Tennis Grand Slam Champions#
This example demonstrates how to create an UpSet plot showing the intersection patterns of tennis Grand Slam tournament winners across different venues.
import altair as alt
import pandas as pd
import altair_upset as au
# Load intersection data
intersections = pd.read_csv("https://huggingface.co/datasets/edmundmiller/Upset/resolve/main/upset2_intersection_data_1737394769694.csv")
# Create an empty DataFrame with the correct columns
columns = ['French Open', 'Australian Open', 'US Open', 'Wimbledon']
total_players = sum(intersections['size'])
data = pd.DataFrame(0, index=range(total_players), columns=columns)
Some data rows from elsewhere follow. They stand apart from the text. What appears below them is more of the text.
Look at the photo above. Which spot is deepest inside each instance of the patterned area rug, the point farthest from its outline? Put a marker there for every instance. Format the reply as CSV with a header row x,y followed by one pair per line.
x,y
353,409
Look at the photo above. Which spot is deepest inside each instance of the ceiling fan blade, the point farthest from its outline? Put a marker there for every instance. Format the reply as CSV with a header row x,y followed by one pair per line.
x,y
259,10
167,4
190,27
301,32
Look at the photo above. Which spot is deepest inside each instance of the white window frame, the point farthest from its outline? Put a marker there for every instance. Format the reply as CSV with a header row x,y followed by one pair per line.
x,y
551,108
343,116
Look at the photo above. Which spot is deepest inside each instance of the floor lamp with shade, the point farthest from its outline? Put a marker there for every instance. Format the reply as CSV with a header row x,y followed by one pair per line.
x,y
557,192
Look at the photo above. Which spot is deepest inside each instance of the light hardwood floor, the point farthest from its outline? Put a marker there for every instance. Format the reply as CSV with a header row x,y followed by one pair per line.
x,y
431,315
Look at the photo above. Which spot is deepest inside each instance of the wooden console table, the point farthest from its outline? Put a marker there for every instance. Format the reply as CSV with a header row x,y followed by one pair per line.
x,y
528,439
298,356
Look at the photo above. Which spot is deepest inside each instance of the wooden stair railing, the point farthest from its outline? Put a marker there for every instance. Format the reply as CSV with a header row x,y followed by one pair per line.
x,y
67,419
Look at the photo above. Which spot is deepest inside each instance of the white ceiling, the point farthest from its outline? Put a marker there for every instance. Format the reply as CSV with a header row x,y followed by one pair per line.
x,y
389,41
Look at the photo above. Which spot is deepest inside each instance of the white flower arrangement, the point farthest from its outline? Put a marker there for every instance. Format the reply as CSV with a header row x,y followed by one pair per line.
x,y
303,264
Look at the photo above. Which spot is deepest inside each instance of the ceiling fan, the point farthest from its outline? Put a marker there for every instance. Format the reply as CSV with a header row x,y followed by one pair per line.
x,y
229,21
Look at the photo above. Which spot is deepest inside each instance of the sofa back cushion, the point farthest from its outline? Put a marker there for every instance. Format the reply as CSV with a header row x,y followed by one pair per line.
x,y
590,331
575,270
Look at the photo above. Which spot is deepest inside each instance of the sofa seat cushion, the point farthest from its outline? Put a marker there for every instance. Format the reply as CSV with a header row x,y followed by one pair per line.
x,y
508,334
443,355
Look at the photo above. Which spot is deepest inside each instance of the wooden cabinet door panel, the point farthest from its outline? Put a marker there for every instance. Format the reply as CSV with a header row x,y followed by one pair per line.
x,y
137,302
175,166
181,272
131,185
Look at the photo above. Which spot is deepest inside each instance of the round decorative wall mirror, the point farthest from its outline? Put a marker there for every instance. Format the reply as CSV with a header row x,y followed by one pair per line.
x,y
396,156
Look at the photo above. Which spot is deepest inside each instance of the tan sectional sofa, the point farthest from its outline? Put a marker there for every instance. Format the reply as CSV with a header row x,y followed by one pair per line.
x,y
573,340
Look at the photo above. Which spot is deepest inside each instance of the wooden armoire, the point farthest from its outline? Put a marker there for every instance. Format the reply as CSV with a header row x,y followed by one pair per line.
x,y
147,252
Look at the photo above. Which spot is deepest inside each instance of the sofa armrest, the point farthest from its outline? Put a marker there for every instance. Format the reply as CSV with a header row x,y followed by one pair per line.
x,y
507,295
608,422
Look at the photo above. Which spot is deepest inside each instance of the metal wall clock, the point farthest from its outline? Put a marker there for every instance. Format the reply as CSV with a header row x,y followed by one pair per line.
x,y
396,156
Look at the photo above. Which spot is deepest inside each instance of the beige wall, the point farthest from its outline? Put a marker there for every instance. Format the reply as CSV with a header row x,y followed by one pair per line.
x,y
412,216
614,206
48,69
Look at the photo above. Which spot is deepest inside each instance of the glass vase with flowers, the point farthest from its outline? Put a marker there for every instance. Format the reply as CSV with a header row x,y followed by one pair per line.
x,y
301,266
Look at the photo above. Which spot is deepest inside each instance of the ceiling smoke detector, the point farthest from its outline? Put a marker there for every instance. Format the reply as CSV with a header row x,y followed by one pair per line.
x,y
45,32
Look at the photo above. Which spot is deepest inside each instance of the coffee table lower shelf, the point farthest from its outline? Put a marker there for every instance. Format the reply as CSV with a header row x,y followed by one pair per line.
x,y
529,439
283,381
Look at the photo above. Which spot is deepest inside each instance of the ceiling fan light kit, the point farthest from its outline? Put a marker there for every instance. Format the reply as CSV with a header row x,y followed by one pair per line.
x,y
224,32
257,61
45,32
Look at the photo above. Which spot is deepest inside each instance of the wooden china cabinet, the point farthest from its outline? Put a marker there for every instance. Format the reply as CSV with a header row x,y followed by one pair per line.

# Fill the DataFrame based on intersection data
current_idx = 0
for _, row in intersections.iterrows():
sets = row['elementName'].split(' & ')
size = int(row['size'])
end_idx = current_idx + size
for set_name in sets:
data.loc[current_idx:end_idx-1, set_name] = 1
current_idx = end_idx
au.UpSetAltair(
data=data,
sets=data.columns.tolist(),
sort_by="degree",
sort_order="descending",
title="Tennis Grand Slam Championships by Player",
subtitle=[
"This plot shows the overlap of tennis Grand Slam tournament winners.",
"Notably, the majority of champions have won only at one tournament venue.",
"Out of 117 champions, only 9 have won at least once at every Grand Slam tournament venue."
],
width=800,
height=500
).chart
The resulting visualization shows several interesting patterns:
Most tennis players have won at only one Grand Slam tournament
The French Open and Australian Open have the highest number of unique winners
Only 9 players have achieved the remarkable feat of winning all four Grand Slam tournaments
There’s a significant overlap between Australian Open, US Open, and Wimbledon winners
This example demonstrates how UpSet plots can effectively visualize complex set intersections in sports data, revealing patterns that would be difficult to see in traditional Venn diagrams.